2.5 billion years ago the Earth's atmosphere was still a reducing one of N2, CO2 and CH4 and free oxygen was still rare. This additional GHG forcing allowed the Earth to stay relatively warm despite a weak sun.

Other data can be found that shows that the models are probably not too far off on this point. You like to cherry pick data that suits your "IPCC are wrong and it is all a conspiracy by climate scientists" world view. I am surprised that you are so easily taken in.

Most of the last 50 years probably is due to CO2 but there is also a small periodic component that made the 1980's and 90's rise steeper than it would have done from just GHG forcing alone.

Reply to
Martin Brown

Only for black bodies.

And that refers to the surface of a solid object.

What after all is the 'temperature' of the surface of the atmosphere from which all radiation radiates, as it were.

now consider the cloud tops for example. More heat, more water vapour more thermals hotter cloud tops more heat losses more albedo less sun, and it rains.

Its the IPCC who are cherry picking data, not me. HOW they could claim that clouds and water vapour were positive feedback I do not know.

Reply to
The Natural Philosopher

We both know that at thermal IR wavelengths the Earth is a very good approximation to a black body. The only exceptions are shallow angle specular reflections off water surfaces and exposed native metal ore.

Even the oceans behave enough like a black body that it isn't a problem apart from in the direction that the sea is reflecting direct sunlight.

You choose to selectively misrepresent the data and create straw men.

They know a lot more about the science than you do.

Reply to
Martin Brown

well no we don't know that. In fact te whole theory for anthropogenic global warming *depends utterly and completely* on the alleged fact that the presence of greenhouse gasses causes the Earth NOT to behave like a black body.

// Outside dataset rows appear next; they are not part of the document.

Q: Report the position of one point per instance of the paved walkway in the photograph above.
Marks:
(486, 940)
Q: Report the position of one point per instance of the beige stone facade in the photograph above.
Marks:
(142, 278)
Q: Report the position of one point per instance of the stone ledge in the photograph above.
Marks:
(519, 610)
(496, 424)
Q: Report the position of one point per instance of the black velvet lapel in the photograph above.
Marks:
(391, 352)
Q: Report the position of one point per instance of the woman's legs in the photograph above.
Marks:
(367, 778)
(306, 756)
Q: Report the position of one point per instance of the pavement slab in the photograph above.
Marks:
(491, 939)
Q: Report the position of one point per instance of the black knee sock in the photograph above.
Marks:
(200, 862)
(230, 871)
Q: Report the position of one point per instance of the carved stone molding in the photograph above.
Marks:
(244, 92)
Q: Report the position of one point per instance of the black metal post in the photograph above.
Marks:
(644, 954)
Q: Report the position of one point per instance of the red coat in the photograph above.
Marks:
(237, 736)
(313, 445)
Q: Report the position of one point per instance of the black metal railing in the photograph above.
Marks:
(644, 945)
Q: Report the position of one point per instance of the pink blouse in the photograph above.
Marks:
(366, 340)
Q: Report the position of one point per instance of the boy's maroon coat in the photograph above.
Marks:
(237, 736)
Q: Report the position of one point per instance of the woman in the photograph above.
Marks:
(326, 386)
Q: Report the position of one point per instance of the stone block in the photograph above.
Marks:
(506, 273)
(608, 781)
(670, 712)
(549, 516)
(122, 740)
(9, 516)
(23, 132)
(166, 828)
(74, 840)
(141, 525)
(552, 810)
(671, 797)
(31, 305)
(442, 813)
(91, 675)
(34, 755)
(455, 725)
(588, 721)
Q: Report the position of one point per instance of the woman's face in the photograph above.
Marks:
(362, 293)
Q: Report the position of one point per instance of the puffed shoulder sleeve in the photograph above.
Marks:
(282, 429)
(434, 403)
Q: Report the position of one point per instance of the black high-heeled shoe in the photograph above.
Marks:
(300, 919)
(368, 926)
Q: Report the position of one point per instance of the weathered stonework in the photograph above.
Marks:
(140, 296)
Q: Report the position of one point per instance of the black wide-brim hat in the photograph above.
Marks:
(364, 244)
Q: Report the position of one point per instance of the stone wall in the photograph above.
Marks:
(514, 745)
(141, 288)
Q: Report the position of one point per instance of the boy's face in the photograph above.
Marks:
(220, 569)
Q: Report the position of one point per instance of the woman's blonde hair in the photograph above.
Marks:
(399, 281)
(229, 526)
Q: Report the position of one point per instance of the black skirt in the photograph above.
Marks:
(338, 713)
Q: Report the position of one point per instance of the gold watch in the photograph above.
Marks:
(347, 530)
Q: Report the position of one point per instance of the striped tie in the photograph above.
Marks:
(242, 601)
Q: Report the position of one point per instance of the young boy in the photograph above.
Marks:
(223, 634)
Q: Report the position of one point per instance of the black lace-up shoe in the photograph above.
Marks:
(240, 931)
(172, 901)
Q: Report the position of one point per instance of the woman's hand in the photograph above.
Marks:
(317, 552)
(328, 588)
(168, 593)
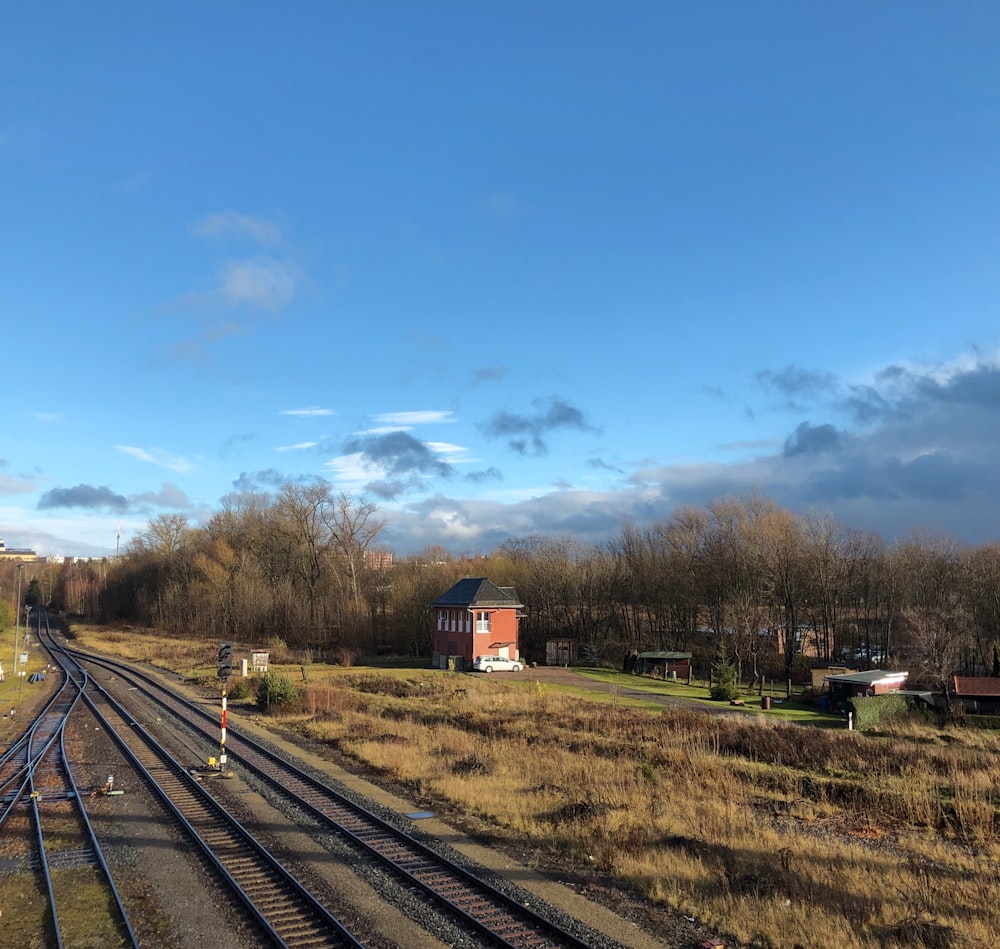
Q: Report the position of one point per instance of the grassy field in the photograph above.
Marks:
(779, 834)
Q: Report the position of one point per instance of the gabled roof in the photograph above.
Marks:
(868, 678)
(982, 686)
(480, 593)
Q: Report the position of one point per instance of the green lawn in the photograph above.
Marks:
(782, 708)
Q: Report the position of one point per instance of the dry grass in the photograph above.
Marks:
(780, 835)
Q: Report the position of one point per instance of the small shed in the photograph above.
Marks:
(819, 675)
(664, 664)
(977, 695)
(853, 684)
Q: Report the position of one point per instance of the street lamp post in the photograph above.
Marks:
(17, 619)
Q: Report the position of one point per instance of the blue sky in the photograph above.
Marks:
(505, 269)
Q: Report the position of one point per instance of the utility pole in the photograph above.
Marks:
(17, 617)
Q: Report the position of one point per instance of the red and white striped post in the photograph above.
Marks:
(225, 668)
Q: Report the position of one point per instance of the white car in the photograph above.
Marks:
(496, 664)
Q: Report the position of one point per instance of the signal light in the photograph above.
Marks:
(225, 663)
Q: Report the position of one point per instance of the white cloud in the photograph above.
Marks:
(353, 470)
(232, 223)
(310, 412)
(264, 282)
(157, 457)
(301, 446)
(427, 417)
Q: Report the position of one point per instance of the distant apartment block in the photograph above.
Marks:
(16, 553)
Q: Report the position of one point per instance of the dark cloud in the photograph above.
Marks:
(808, 439)
(399, 453)
(169, 496)
(489, 374)
(484, 476)
(260, 480)
(793, 381)
(918, 453)
(602, 465)
(85, 496)
(525, 433)
(866, 405)
(391, 489)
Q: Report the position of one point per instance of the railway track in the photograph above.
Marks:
(493, 916)
(281, 910)
(39, 793)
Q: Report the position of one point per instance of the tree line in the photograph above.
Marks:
(305, 565)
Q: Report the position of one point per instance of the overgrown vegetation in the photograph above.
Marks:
(303, 567)
(275, 692)
(776, 834)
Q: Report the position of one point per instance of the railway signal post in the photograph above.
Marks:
(225, 669)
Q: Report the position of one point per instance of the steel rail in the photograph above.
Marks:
(292, 916)
(42, 759)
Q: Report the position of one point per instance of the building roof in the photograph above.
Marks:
(480, 593)
(868, 678)
(982, 686)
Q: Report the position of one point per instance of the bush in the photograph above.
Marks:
(240, 689)
(725, 686)
(871, 712)
(275, 692)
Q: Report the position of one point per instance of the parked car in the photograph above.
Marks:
(496, 664)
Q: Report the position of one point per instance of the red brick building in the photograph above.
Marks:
(475, 618)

As do clouds and ice and snow etc. The whole principle of albedo is dependent on te fact that white stuff reflects incident energy - i.e. it dies NOT behave like a black body,

So we have a theory whose actual operation utterly depends on the earth NOT being a black body, and yet whose protagonist uses the fact that it is, to just teh same theory?

It ain't me cherry picking.

No, thast the IPCC.

Apparently they don't.

They certainly are seemingly unaware of its philsophy, to begin with.